ATLANTA (CN) - The first debate between Democrat Stacey Abrams and Republican Brian Kemp in the race for Georgia governor was dominated by charges of voter suppression and counterclaims of encouraging illegal voting.
Disputes over voting access took center stage Tuesday night, highlighting Abrams' historic bid to become the first black female governor in American history and the legacy of racial discrimination in the Deep South.
Kemp, who is white, responded by seeking to fend off accusations that he's using his position as Georgia secretary of state to make it harder for minority voters to cast ballots.
Ted Metz, the Libertarian candidate, also took part in the debate, which was aired live on Georgia Public Broadcasting stations.
But almost all of the attention focused on Abrams and Kemp, who recent polls show are locked in a dead heat in the wanning days of the campaign.
A recent investigation by the Associated Press revealed that Kemp's office froze 53,000 voter registrations under Georgia's "exact match" law, claiming that the forms contained small errors that prevented them from being processed. Approximately 70 percent of those registration applications belong to black voters.
"The right to vote is a right," said Abrams, who served as the minority leader of the Georgia House of Representatives from 2011 until 2017. "My father was arrested helping people register so I take the right to vote very seriously."
"Under Secretary Kemp more people have lost the right to vote in the state of Georgia . They've been purged, they've been suppressed and they've been scared," Abrams said.
"The reality is, voter suppression is not simply about being told no. It's about being told it's going to be hard to cast a ballot. That's the deeper concern I have. Under his eight years of leadership, Mr. Kemp has created an atmosphere of fear around the right to vote in the state of Georgia," she added.
But Kemp, who has held office as Georgia's Secretary of State since 2010, called allegations of voter suppression leveled against him "a farce" and touted record-breaking registration numbers and high early voting turnout as evidence of his success.
"No one is being denied the right to vote. It's never been easier to register in our state," Kemp responded.
When asked by the moderator whether he or his campaign was engaging in an attempt to "suppress the minority vote that would likely benefit a minority candidate," Kemp responded, "Absolutely not."
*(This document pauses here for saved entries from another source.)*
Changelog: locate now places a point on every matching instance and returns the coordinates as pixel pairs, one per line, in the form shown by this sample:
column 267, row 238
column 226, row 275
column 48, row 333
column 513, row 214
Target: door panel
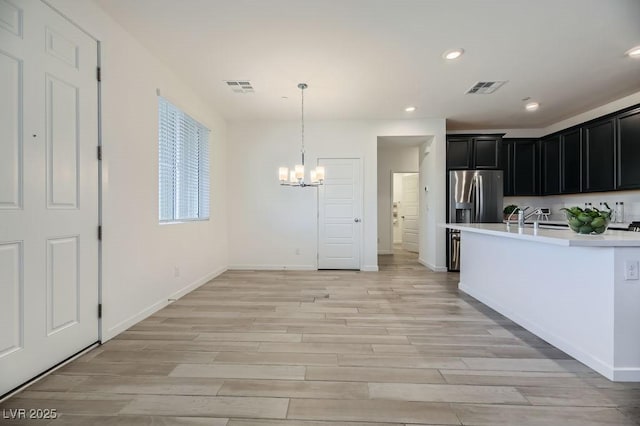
column 410, row 212
column 48, row 191
column 11, row 288
column 340, row 205
column 62, row 283
column 62, row 144
column 10, row 135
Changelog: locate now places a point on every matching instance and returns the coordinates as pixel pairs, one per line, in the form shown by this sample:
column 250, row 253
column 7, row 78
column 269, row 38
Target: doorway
column 405, row 213
column 340, row 201
column 49, row 248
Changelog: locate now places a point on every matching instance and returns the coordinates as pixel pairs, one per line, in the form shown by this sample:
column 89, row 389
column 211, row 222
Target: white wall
column 391, row 159
column 267, row 222
column 139, row 255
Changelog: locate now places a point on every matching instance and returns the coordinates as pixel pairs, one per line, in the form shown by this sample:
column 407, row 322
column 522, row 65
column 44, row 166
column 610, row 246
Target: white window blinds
column 183, row 165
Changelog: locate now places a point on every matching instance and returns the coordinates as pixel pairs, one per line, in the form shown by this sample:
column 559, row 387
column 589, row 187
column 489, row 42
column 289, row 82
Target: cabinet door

"Voters should look at the numbers and know that this is all a distraction to take away from Ms. Abrams' extreme agenda she has for a government takeover of healthcare, wanting to give the HOPE scholarship to those that are here illegally, and many, many other radical positions," Kemp said.
"If you look at the numbers, minority participation in Georgia is up 23 percent. We have a million more people on our voter rolls today than we had when I took office. We've had record turnouts in our last presidential election and we're having record turnout right now," Kemp argued.
Early in the debate, Kemp was also asked about his decision not to resign from his position as Georgia's top election official during his campaign.